At least 1,206 incidents of stubble burning have been recorded in the first two weeks of paddy harvesting in Punjab that began from September 21 this year. The number is almost five-time the number of cases (264) recorded during the kharif harvest of 2019 in the corresponding time period.
Amritsar has reported over 50% of total stubble fires, recording 686 cases, followed by 259 in Tarn Taran, Gurdaspur (50) and Patiala (60).
"State agencies have taken tough measures this season, as compared to the previous kharif harvest and were expecting fires to be in control. Things, however, have gone awry," an officer of the state's agriculture department said, attributing the early harvest for the rise in cases.
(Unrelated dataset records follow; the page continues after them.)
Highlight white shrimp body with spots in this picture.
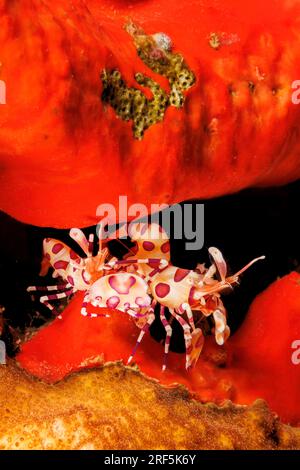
[88,272,151,316]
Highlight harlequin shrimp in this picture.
[27,228,115,318]
[109,224,265,370]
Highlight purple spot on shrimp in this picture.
[53,260,69,269]
[52,243,64,255]
[143,241,155,251]
[108,274,136,295]
[82,270,90,284]
[155,282,171,299]
[160,242,170,253]
[135,296,151,307]
[67,276,75,286]
[174,268,190,282]
[106,295,120,308]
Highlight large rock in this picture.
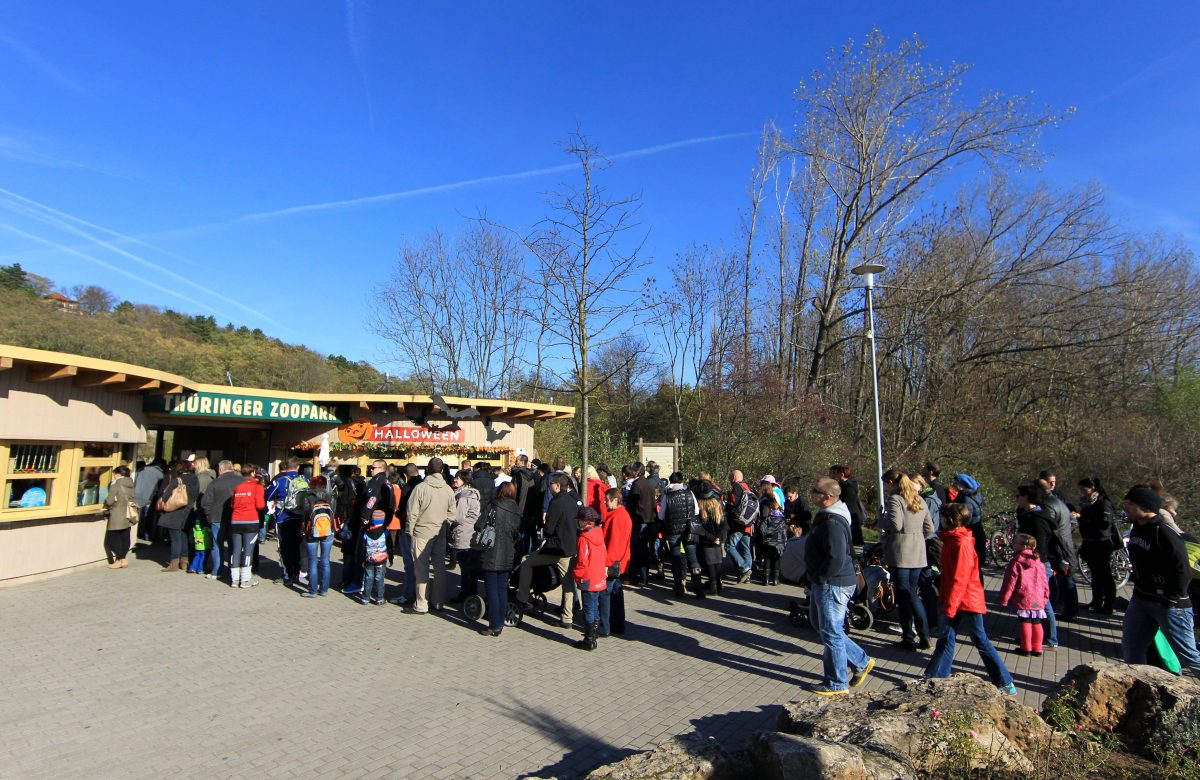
[750,732,917,780]
[587,733,750,780]
[1043,664,1200,757]
[760,674,1056,778]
The Punjab Pollution Control Board (PPCB), however, claims that there has not been a rise in stubble burning. "It is beginning of the season and the actual trend would be known by the last week of October when we are in middle of the season," board's member secretary Krunesh Garg said.
In 2018 and 2019 seasons, the number of cases surpassed 50,000, Garg added.
To check these fires, the state government has ordered 8,000 nodal officers to monitor paddy growing villages. There are 10,500 villages in the state, where paddy has grown over 66 lakh acre this year. Of this, 17.5 lakh acre is long grain aromatic basmati.
The PPCB has also imposed environment compensation of ₹9.3 lakh on 350 farmers who were caught burning paddy stubble this year.
The PPCB has challaned owners of five harvest machines for working without the Super Straw Management System (SMS) that state government has made mandatory. The SMS system helps in in-situ management of paddy straw. "Each machine was fined ₹50,000," SS Marwaha, PPCB chairman.